The Breaking Bad industry

The Breaking Bad industry
27 May 2013

As Breaking Bad nears its end, ShortList’s David Whitehouse discovers the unlikely tourist boom keeping its legacy alive

The old lady hands over the little bag of blue crystals. “Your meth,” she says. You pay, leave, then find a quiet place to ingest. It’s a powerful high, like you knew it would be. You’re off your box on an intense sugar rush. “Have a nice day,” chirps the Albuquerque Candy Lady. This is Breaking Bad Land. TV tourism ain’t what it used to be.

Launched in 2008 as US cable network AMC’s second original drama, Breaking Bad’s cultural impact has grown and grown. Fervour for the show is frothier than an overdose, and is soon to climax as the final eight episodes screen on US TV – and you’d imagine Netflix in the UK – from 8 August. As devotees wait to find out how Walter White’s (Bryan Cranston) journey from cancer-ridden teacher to drug lord ends (horrifically, we presume), they’ve been busy. The web heaves with fan art. Walt and Jesse’s yellow boiler suits are fancy dress staples. The show’s been reimagined with murderous Lego models. The Simpsons gave over its opening titles to a Breaking Bad homage.

And now, in New Mexico where the show’s set, it has spawned an unlikely, booming industry.
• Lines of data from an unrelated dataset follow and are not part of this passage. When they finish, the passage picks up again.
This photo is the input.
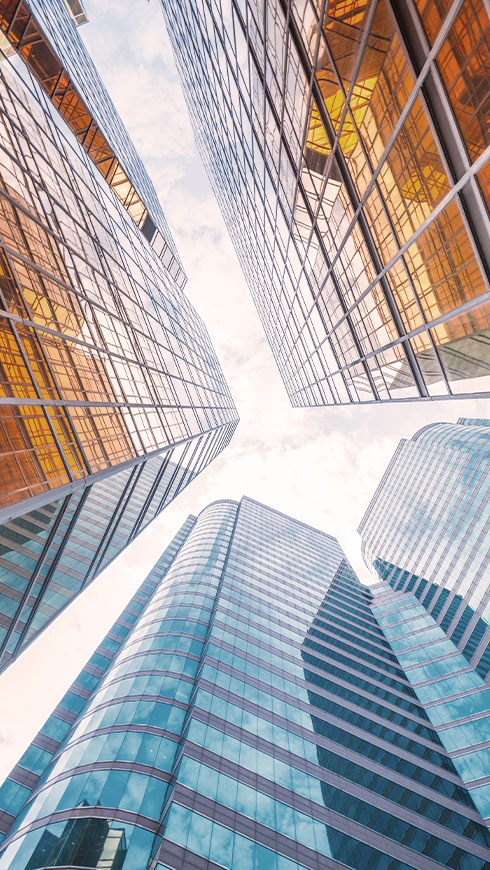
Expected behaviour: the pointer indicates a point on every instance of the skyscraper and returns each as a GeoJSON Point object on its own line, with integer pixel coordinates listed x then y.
{"type": "Point", "coordinates": [427, 529]}
{"type": "Point", "coordinates": [111, 395]}
{"type": "Point", "coordinates": [426, 534]}
{"type": "Point", "coordinates": [348, 146]}
{"type": "Point", "coordinates": [246, 711]}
After all, unemployment, crystal meth and murder is usually a tough sell for a tourist board. Just ask Blackpool.

Anti-hero Worship

The Candy Lady, Debbie Ball, has sold more than 25,000 $1 bags of her blue meth candy in less than a year. Breaking Bad fandom accounts for 20 per cent of her income, though her relationship with the show stretches back further still. Her candy is used as prop meth in the first two seasons.
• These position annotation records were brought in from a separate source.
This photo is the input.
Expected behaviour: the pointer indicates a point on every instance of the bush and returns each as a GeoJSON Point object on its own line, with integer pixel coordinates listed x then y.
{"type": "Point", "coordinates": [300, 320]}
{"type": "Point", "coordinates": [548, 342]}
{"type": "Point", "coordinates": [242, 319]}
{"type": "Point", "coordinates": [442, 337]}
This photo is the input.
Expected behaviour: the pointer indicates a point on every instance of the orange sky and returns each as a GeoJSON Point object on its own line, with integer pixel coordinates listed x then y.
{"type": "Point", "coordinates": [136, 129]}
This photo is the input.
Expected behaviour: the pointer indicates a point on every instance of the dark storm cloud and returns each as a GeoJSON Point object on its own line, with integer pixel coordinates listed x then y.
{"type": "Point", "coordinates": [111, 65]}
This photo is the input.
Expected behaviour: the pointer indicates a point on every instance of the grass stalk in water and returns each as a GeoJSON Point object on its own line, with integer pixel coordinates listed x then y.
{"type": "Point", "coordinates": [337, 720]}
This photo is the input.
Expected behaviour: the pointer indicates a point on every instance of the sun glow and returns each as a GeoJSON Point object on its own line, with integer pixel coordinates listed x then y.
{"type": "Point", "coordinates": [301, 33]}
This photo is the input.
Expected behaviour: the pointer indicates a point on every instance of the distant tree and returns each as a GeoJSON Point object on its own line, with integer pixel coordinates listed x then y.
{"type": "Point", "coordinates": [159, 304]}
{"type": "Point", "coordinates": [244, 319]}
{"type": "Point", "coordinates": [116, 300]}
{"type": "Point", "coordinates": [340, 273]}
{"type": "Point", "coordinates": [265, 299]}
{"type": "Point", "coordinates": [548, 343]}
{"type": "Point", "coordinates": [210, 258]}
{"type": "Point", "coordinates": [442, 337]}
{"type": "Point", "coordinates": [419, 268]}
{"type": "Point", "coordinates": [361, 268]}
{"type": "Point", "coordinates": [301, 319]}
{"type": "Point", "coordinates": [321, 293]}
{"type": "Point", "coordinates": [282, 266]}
Now she ships it all over the world and, as you might expect, her ingenuity attracted some outrage from people who argued that drug-themed confectionary shouldn’t be sold to kids.
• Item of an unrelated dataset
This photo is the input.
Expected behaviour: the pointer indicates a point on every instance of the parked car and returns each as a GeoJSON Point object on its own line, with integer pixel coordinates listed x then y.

“But that hasn’t happened,” she says. “One hundred per cent of it has gone to Breaking Bad fans.”

She’s not the only one cooking meth while the sun shines. The Breaking Bad-themed tour of Albuquerque we’ve come for routinely sells out within minutes of reservations opening. It ferries fans to the show’s key locations. The house Jesse (Aaron Paul) lives in. Mexican kingpin Tuco’s den. The money-laundering carwash.

But ShortList’s favourite stop on the tour is chicken shop Los Pollos Hermanos, the front for Gus Fring’s drug empire which, in reality, is a New Mexico fast food chain called Twisters that doesn’t even sell chicken.

The tour culminates with a visit to Walt’s house – its owner is rumoured to have made up to $500,000 from filming. Not bad for a little disruption and a faint stain from the scene where Cranston threw a pizza on to the roof.

“Apparently,” grins the tour guide, “the guy who owns the place goes out to pick up his paper some days, and has to remove a giant pizza a fan has thrown up there.”

This is a level of worship few TV shows – especially Emmy-winning complex sagas – can draw. You don’t get Last Of The Summer Wine fans (either of them) tearing around the Yorkshire Dales. While Sex And The City or The Sopranos drive set visit tourism, Breaking Bad has undulated through the local economy.

Breaking Bad’s popularity is born of its Dickensian scope. Set against Albuquerque’s physically beautiful but psychologically strange mix of mountain and desert, it’s a sprawling, richly imagined analog US. Within the sanctity of its creator Vince Gilligan’s hyper real bubble, it explores morality, from the everyday (lying to lovers) to the enormous (a mid-air plane collision, and the tired air traffic controller who caused it).

It’s novelistic in arc and depth. Which is why, like with a great book, people want to experience living inside it. What’s more, it has been drip-fed into British public consciousness thanks to the bizarre failure of any broadcaster to properly screen it.

Instead we have sought our fix on DVD or from Netflix, which preys on the show’s addictiveness by only giving you 15 seconds to switch it off before another episode begins.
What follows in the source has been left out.